Most of the novel is set in Ireland, as we follow Eilis and her children. The pace is perfect, never ever a dull moment. The prose reads with the alacrity of a gazelle, sprinting freely, yet fully dimensional in details and the authenticity of human dilemma. It’s real, folks! It’s suspenseful and thrilling, and the stakes just get higher and tighter as the pages turn. Oh, those stakes---a few went almost straight through my heart and bled me out.
Don’t worry---there is nothing melodramatic about this novel—that’s just me with my heart in their teeth. It is just as restrained as it needs to be, while also being fulsome and forthright. You never know what will happen next. The riskier the conduct, the more your own heart will pump and panic in equal measure.
What you have and what you left behind rub up against each other, and Eilis is compelled by unfinished business back in Enniscorthy. Broken bonds lay open and exposed, the harm to all the characters gradually revealed. As Eilis appraises her life and considers her options, she fully grasps the urgency to go back to her past in order to secure her future.
I must add my awe at how Tóibín develops characters with such sublime attention to the minute contradictions in human behavior, and how our outward-facing temperament may be highly interpretive. For example, Jim acts like what we know as *the strong silent type.* Is that why he is fiercely selective with his words? Tentative with weighty actions? Guarded about his life? Well, as quiet and restrained as he is, there is more than one way to interpret his personal style and cautious choices. The ending will blow you away, and that’s all I will say about that.
The author effortlessly crafts his tale, and he never intrudes on the action. Tóibín’s cast run the show—they fluently forward the plot with palpable intimacy. And enigma. For all their transparency, the reader won’t easily pierce the inexorable. The author steps out and lets them at it.
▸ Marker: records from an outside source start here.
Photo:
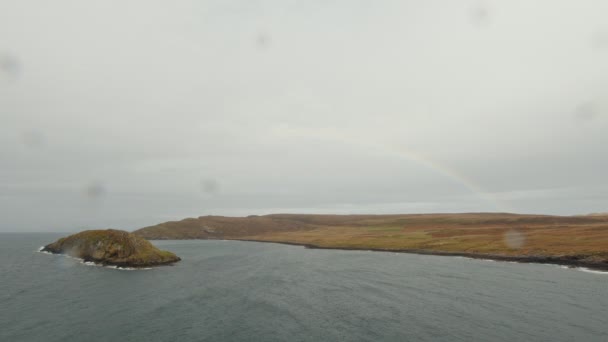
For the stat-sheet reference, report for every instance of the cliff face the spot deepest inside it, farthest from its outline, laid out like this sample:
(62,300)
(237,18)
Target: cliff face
(112,247)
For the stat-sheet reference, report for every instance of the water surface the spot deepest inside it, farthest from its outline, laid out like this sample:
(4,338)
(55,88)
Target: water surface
(247,291)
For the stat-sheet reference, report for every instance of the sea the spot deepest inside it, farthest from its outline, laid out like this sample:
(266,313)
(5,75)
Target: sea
(250,291)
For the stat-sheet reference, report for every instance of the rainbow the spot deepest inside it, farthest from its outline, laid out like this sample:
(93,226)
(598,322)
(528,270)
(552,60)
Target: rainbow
(398,151)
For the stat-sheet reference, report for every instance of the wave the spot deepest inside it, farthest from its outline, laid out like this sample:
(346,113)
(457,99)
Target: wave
(584,269)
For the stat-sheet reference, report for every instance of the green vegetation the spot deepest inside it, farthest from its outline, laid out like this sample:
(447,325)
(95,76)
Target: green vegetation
(542,238)
(112,247)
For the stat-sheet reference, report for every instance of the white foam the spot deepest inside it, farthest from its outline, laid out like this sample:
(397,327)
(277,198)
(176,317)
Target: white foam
(584,269)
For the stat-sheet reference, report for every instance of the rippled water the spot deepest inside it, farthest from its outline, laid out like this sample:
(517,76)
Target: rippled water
(246,291)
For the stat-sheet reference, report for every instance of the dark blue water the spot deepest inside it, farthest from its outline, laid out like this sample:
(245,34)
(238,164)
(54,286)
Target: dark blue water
(245,291)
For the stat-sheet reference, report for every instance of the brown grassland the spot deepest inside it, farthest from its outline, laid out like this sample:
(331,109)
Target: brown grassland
(568,240)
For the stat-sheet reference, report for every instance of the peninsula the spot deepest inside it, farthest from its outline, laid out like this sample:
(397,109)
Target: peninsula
(112,247)
(576,241)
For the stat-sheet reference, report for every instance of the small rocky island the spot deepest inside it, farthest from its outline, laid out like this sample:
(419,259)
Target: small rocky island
(111,247)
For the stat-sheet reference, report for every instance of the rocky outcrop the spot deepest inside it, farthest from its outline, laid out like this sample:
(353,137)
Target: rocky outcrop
(112,247)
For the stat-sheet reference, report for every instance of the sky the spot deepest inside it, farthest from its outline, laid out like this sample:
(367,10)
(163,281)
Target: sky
(125,114)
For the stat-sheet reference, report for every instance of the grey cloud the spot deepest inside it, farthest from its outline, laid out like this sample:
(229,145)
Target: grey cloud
(243,107)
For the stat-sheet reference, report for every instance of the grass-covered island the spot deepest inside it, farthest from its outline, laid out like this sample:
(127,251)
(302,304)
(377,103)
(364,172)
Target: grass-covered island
(112,247)
(578,241)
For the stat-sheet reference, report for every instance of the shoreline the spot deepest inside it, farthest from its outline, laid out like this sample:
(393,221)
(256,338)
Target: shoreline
(568,261)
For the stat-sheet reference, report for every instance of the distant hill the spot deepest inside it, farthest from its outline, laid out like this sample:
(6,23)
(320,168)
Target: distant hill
(566,240)
(111,247)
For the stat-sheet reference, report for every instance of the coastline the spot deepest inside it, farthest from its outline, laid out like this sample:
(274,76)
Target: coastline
(568,261)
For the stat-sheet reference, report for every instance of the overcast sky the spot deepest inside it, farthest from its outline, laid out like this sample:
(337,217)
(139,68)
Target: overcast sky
(129,113)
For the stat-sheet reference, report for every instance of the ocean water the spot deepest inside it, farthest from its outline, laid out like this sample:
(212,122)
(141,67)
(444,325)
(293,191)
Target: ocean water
(247,291)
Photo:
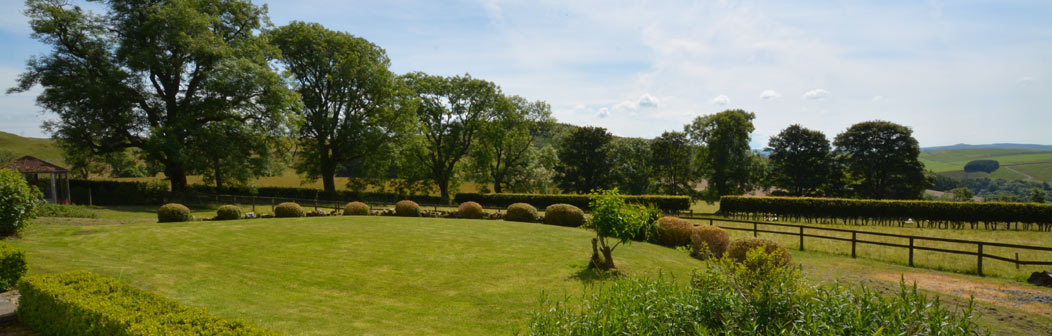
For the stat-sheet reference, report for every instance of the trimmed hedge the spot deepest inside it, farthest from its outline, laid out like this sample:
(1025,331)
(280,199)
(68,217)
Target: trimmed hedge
(889,210)
(173,213)
(12,265)
(581,201)
(522,212)
(81,302)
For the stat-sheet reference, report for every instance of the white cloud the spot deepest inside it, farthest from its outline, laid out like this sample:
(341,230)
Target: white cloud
(816,94)
(721,100)
(770,95)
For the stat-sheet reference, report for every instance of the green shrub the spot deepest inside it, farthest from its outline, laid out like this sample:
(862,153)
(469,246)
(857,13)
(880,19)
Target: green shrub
(356,209)
(673,232)
(12,265)
(173,213)
(81,302)
(288,210)
(564,215)
(739,249)
(709,240)
(470,210)
(407,209)
(228,213)
(18,202)
(522,212)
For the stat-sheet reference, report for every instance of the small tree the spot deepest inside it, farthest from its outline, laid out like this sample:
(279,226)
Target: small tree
(614,222)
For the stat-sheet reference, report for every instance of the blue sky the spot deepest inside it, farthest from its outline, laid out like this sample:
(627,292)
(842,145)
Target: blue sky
(973,72)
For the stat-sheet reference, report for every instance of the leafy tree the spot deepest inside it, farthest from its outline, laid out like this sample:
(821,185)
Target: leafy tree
(353,107)
(881,160)
(154,76)
(630,168)
(451,111)
(506,140)
(672,158)
(584,160)
(801,161)
(725,162)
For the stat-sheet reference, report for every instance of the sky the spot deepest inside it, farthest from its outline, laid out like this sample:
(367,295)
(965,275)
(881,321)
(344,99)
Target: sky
(954,72)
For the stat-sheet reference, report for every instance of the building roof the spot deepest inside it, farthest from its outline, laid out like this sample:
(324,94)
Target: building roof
(32,164)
Eilis—the entire cast-- continue to carry on in my life. I can’t let them go, they are flawed, unforgettable, human. Eilis especially is inscribed in my personal atlas of eternal literary characters. In the space where truth-in-fiction exists, Eilis Lacey will endure. The story’s spry, subtle, and scintillating style was brilliant. I want another sequel and I rarely say that!
Addendum: Norah Webster makes a cameo appearance. Background color basically. But it made me think about the Lucy Barton/Olive Kitteridge-verse. Tóibín has well established the Eilis Lacy-verse, and I'm a fan of him continuing to explore these nervy characters in both Enniscorthy and Long Island.
A mature Eilis looking back at her past and questioning her future twenty years on.
But if you didn't read "Brooklyn", you may not be so enthusiastic. The story is told in the journalistic style characteristic of Colm Toibin who only once deviates from his principle of neutrality concerning the character of Eilis in part 6. The statement "The thought of herself as suddenly altruistic and concerned only with the welfare of others [...] made her smile" clears up all doubts about who Eilis really is. But that, we can accept and even enjoy.
What we could regret however is that the author relies on a few cheap plot tricks and some convenient coincidences to set things in motion. Besides, Colm Toibin once again avoids giving a conclusive resolution to the story. That could mean a sequel to the sequel, and that is good news, ... and that will be a real literary challenge. Looking forward to it!